Established in the town of Anières since 1957, the Chevrens Center is deigned to welcome and meet the educational needs of adolescnets aged 14 to 18 placed in boarding schools.
At the entrance to the village of Chevrens – Anières, the new constructions of the guidelines of the existing fabric, notably by strengthening the single-fronted structure of the village-street with an irregular succession of courtyards and narrows. Like this, the location of the project defines an ensemble built around a courtyard open to the road and this marks the transition between the countryside and the built environment.
Around the courtyard, two separate volumes share the main functions of the institution.
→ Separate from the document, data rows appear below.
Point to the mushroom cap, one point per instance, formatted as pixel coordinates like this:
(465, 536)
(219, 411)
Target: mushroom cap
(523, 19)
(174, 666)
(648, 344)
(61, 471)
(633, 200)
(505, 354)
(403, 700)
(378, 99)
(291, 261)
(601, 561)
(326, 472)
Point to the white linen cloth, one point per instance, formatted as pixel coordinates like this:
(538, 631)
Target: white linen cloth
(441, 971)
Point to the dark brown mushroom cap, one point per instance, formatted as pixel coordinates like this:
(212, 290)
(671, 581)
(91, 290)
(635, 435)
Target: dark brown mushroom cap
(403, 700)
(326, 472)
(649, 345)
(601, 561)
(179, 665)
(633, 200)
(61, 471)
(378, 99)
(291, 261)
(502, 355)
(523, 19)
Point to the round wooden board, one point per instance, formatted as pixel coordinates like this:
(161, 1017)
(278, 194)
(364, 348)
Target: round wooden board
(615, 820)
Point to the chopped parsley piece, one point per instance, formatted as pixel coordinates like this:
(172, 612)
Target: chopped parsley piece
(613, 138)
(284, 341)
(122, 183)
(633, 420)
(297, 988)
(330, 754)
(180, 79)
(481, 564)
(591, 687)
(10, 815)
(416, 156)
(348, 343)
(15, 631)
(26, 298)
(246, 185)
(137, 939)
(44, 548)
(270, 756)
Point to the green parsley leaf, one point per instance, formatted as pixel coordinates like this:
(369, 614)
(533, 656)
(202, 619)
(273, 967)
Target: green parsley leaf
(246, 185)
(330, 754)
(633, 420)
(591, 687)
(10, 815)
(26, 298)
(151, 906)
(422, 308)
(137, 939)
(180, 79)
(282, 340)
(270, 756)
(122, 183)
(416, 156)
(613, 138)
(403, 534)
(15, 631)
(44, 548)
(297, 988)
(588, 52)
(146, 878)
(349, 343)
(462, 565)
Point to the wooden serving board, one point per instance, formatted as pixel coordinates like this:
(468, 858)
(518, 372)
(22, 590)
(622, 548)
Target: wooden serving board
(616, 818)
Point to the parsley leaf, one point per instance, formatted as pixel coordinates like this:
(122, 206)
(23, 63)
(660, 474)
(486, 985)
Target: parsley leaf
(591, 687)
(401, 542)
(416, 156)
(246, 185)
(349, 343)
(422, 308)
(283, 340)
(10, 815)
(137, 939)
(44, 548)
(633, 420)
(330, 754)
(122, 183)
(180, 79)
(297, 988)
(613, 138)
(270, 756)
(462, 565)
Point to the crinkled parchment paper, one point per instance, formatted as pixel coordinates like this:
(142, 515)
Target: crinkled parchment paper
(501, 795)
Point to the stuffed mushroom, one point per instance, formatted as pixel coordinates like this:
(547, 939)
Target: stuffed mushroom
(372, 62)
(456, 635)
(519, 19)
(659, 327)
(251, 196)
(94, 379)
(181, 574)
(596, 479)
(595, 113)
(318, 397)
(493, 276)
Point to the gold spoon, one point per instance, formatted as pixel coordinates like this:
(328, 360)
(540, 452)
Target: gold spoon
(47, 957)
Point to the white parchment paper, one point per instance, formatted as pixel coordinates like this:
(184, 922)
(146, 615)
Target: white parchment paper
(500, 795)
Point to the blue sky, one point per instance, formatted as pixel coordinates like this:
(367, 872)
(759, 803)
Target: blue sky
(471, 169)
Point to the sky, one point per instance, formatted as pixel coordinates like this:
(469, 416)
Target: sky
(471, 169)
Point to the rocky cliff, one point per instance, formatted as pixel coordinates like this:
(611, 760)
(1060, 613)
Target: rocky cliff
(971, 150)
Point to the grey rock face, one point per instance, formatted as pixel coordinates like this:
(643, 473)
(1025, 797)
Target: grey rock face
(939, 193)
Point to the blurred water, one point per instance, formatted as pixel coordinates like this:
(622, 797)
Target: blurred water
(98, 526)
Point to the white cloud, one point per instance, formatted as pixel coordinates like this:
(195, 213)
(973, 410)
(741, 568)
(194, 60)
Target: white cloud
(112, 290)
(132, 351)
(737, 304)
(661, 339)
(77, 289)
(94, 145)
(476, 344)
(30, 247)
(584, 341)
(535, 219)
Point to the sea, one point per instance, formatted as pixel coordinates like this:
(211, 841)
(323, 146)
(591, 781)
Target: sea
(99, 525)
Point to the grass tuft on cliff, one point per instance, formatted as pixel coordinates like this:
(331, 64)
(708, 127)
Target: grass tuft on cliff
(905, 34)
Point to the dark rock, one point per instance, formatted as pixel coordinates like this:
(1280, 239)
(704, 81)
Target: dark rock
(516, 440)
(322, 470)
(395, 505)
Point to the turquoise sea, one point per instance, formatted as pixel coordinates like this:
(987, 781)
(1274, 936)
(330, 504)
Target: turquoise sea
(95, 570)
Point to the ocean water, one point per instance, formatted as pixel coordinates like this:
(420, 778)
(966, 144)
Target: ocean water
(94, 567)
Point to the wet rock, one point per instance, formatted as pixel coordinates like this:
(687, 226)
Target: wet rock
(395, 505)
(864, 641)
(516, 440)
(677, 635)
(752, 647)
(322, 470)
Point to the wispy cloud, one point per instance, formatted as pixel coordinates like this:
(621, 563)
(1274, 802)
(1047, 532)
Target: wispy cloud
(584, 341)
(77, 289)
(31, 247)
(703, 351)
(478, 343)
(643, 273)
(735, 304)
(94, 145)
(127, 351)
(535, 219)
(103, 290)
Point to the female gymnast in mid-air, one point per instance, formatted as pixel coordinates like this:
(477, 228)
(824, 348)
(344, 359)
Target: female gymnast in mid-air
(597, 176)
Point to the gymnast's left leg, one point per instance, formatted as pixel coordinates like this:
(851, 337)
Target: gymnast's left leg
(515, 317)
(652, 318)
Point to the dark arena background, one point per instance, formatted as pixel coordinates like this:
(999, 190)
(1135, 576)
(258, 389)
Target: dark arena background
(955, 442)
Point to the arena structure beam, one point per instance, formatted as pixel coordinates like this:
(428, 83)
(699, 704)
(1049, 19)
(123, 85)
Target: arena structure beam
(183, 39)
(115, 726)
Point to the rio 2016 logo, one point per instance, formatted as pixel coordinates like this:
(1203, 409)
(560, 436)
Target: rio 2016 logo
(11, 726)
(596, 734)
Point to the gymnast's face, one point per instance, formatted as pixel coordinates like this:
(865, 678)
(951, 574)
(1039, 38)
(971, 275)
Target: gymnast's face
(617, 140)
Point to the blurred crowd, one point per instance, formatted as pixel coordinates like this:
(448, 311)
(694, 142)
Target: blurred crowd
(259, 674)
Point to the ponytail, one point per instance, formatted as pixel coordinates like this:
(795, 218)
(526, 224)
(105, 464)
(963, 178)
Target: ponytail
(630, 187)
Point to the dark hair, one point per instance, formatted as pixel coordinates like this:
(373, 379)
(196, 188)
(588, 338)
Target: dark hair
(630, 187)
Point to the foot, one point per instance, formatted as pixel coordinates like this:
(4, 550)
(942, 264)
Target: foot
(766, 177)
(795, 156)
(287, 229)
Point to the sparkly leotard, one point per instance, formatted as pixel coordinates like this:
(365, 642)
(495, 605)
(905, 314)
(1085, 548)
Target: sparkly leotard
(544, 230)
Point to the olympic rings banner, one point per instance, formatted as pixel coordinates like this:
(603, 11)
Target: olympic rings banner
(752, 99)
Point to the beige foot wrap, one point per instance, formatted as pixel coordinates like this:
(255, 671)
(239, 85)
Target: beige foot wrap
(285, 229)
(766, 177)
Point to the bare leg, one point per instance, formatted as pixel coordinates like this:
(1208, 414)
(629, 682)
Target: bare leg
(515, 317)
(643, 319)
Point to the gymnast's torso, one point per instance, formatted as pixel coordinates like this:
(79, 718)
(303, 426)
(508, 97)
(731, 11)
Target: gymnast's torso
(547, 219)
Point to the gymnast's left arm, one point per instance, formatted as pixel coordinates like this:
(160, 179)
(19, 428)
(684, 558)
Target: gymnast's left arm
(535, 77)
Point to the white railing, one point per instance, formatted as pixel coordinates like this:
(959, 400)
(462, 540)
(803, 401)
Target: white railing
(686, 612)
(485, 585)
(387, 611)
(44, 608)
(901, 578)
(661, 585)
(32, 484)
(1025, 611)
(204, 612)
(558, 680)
A double building, with an administrative level and two living levels, serves as a living space for young people and supervisory staff. The second volume, closer to the road and lower than the other, is devoted to training. Yet defined as a unit, the two volumes are deliberately distinguished from each other in order to identify them by their uses: a place to live and a place to work.
The facades of the buildings are inspired by the place. If those of the dwellings of the hamlet are mainly in masonry, those of the large farms located at the entrances and exits of Chevrens and the neighboring villages are in traditional wooden cladding. The project combines these two principles by proposing to use traditional wooden facades as formwork bottoms for reinforced concrete facades. If all raw concrete negotiates with the question of the footprint of the formwork, here this phenomenon is taken to its climax so that the box takes on the appearance of the formwork. At first glance, these are wooden rural houses, but as you approach you discover that the whole is made of concrete. This transfer of traditional construction principles to shuttering and architectural form reminds us of the magic of a fossilized plant. The location and the materiality of the new intervention suggest that it has always been part of the Chevrens landscape.